Hanna you should post Sherlock's before and after pictures! They need to be shared!!!


----------



## hannat (Oct 9, 2014)

Watson's taking to nipping at his caudal fin, but I can understand it with how long his anal fin is. He's turned into quite the charmer, but is still by far the most skittish of my boys. He's developed Armageddon spots on his fins and has grown into quite the beautiful little fish!
Here's his tank, which I just re-scaped tonight and am very happy with:








Holy anal fin batman! I understand why you trimmed your caudal!








Here's a good color shot (bit stressed, as I had just finished up a WC and he's a bit scared of the camera.)

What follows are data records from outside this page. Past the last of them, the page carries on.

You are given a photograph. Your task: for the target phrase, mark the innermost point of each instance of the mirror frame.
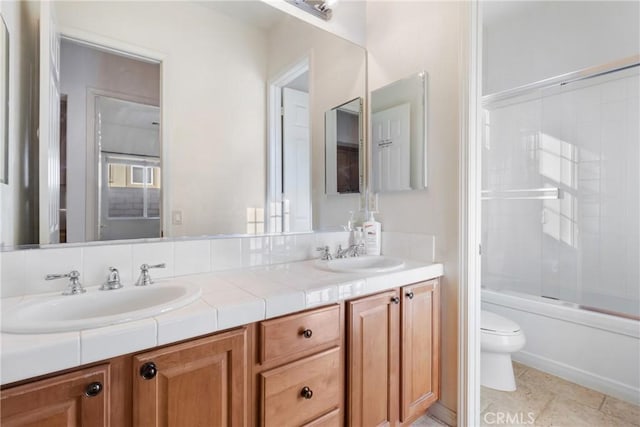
(420, 175)
(4, 102)
(361, 153)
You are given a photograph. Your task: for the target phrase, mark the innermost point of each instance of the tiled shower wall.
(584, 246)
(22, 272)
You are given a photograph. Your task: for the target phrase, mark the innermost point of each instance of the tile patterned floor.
(545, 400)
(428, 421)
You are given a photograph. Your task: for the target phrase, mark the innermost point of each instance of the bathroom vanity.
(366, 355)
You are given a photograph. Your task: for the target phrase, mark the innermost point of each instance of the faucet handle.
(326, 254)
(75, 287)
(145, 277)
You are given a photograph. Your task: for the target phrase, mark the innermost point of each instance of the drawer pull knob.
(148, 371)
(306, 392)
(93, 389)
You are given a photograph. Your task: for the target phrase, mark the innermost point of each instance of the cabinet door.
(420, 348)
(79, 398)
(372, 346)
(197, 383)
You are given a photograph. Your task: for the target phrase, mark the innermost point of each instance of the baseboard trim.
(444, 414)
(579, 376)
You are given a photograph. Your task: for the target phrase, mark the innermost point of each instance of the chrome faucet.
(352, 251)
(74, 288)
(113, 280)
(145, 278)
(325, 255)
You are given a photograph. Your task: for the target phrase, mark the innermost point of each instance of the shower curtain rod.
(603, 73)
(564, 79)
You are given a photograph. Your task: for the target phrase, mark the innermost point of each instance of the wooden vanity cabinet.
(419, 349)
(78, 398)
(298, 374)
(197, 383)
(393, 355)
(372, 359)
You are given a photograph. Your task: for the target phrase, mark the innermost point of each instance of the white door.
(296, 169)
(391, 148)
(49, 127)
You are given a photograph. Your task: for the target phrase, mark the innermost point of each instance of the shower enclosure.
(561, 189)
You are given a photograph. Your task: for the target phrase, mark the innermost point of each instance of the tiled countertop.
(229, 298)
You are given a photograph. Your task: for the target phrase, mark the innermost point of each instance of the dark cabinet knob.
(148, 371)
(306, 392)
(93, 389)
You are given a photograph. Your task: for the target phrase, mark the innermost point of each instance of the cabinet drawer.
(332, 419)
(302, 391)
(299, 332)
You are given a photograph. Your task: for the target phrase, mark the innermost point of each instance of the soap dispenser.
(372, 235)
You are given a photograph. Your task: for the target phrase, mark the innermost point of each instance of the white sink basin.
(362, 264)
(95, 308)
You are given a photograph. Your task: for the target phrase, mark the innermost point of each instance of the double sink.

He's currently deciding whether or not to trust the Anubis I just put in his tank. It was Pav's, and it wasn't doing good in a pitcher by itself even with fert and liquid CO2 so Watson lost a silk plant and got a new live one to complement the Java fern and tiny Wisteria. He and Sherlock both donated their moss balls to Hamish, as he was my only boy without live plants. Sherlock's got an Anubis.


----------



## hannat (Oct 9, 2014)

I need to get a flare shot. His beard is black and gold and his finnage is spectacular! The only thing I can get him to flare at is my pencil.


----------



## Schmoo (Oct 3, 2014)

What a lovely boy!  My Mace is a fin-nipper, too. I used to fret over it, but then I realized it's because his fins are so darn long, and he's yet to (*knocks on wood*) severely shorten them. Just make sure to keep his water nice and clean. :3 Seems like you have a handle on that though, haha.


----------